Postmortem

When Technology Stumbles: A Closer Look at Last Week's Unplanned Outage

Postmortem

In software engineering system failure is a way to build a robust system and a core part of learning from the failure. This blog post would outline a system failure that I recently experienced and step taken to fix the errors.

Issue Summary

On Tuesday of last week from 2:22 PM to 3:12 PM WAT, the front end to all our web application interfaces was down and unreachable to clients all around the globe this incident exposed a critical loophole in our deployment flow. The root cause is an incorrect WordPress setting file.

Timeline (all in WAT)

  • 2:22 PM Deployment of code to production

  • 2:25 Web server returning 500 error

  • 2:26 PagerDuty alerts the on-call team member

  • 2:30 Rollover begins in other to isolate the error

  • 2:40 Failed Rollover

  • 3:00 Successful configuration update

  • 3:12 Web server online

Root Cause

At 2:22 PM WordPress settings file was changed in other to make them compatible with different local but the changes introduced an error that caused a server error which made any request to our website return a 500(internal server error). The file referenced a WordPress file with the wrong extension. This hinders the generation of subsequent files by WordPress and the server returns a 500 error.

Resolution And Recovery

At 2:26 PM our monitoring service alerted our on-call engineer who escalate the error, which brought the engineering team together to solve the problem. We first attempted a rollover to the state before the error but due to the complexity of the configuration file, this wasn't possible.

Our engineers used a linux tool known as Strace to monitor the system calls made by WordPress when trying to generate the index page we discovered that a crucial file referenced in the setting file is not able to be found due to a typo in its extension.

We corrected the typo which fixed the 500 error and brought WordPress back online at 3:12 PM.

Corrective and Preventive Measures

After the system failure, our team members meditate on how we would prevent this type of error from reoccurring, below are some of the corrective and preventive measures we reached in other to prevent the errors.

  • Write tests that need to pass before any code is released to the production environment

  • Each pull request must be reviewed and merged by another team member before merging to the main branch.

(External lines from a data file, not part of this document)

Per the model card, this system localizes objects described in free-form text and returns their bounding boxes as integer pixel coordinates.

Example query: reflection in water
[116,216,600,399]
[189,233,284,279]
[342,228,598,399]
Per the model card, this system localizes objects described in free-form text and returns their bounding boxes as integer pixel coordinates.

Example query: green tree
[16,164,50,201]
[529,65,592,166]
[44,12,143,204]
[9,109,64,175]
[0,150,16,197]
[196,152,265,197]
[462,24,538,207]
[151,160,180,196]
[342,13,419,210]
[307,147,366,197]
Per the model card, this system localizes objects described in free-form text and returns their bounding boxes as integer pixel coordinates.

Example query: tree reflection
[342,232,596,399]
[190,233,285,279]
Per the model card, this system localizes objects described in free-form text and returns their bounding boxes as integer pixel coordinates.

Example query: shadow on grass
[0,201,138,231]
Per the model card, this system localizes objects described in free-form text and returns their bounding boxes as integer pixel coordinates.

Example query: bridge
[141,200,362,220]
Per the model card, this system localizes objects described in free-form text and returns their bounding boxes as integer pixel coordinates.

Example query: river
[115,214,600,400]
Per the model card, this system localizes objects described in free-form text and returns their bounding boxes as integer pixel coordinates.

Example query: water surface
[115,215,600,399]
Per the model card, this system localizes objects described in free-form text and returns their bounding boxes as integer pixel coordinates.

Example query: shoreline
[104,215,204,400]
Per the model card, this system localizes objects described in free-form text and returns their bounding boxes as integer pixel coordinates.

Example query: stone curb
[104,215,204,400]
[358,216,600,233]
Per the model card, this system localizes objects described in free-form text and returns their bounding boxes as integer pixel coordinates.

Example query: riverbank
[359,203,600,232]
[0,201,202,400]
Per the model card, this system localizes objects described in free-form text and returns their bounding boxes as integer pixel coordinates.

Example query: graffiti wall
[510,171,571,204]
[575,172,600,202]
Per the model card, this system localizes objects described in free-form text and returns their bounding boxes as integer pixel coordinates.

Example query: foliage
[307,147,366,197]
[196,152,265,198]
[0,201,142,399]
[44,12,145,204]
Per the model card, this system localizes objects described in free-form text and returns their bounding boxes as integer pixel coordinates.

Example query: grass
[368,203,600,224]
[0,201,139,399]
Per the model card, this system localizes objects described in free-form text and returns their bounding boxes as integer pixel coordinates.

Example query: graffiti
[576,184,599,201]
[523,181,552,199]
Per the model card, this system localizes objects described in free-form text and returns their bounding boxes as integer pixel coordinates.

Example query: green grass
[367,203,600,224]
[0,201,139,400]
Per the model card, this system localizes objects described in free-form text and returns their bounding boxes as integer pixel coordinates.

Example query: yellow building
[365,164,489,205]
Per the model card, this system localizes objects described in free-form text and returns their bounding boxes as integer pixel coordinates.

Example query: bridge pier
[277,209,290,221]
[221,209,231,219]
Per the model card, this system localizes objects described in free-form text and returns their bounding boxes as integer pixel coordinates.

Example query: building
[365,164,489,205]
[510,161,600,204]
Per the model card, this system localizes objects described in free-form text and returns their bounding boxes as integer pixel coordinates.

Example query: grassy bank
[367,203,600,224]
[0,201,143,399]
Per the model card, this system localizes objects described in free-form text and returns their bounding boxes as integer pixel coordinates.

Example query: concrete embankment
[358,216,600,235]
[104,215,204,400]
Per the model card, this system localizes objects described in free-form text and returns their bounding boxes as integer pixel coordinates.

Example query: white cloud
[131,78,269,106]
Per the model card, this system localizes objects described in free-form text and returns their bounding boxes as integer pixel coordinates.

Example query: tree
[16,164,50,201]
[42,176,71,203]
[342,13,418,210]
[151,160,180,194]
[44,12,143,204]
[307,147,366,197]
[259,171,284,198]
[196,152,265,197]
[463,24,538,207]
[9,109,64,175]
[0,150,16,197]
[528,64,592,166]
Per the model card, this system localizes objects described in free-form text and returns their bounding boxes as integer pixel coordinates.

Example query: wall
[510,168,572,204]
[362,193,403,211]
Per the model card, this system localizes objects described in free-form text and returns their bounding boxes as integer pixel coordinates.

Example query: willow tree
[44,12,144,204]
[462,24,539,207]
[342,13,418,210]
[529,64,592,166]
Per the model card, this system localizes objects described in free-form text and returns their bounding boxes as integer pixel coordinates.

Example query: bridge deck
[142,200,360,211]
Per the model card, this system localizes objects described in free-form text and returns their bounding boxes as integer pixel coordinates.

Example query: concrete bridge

  • Make the rollback technique faster and more efficient.

  • develop a mechanism for faster notification delivery mechanism.

  • Set the intensity level on the monitoring system based on the gravity of the incident.

We are commited to improve our product and services, so as to give you the preventive best experience using our service. We really appreciate your patience with us and we promise to prevent this kind of outage in the future.

sincerely,

somzzy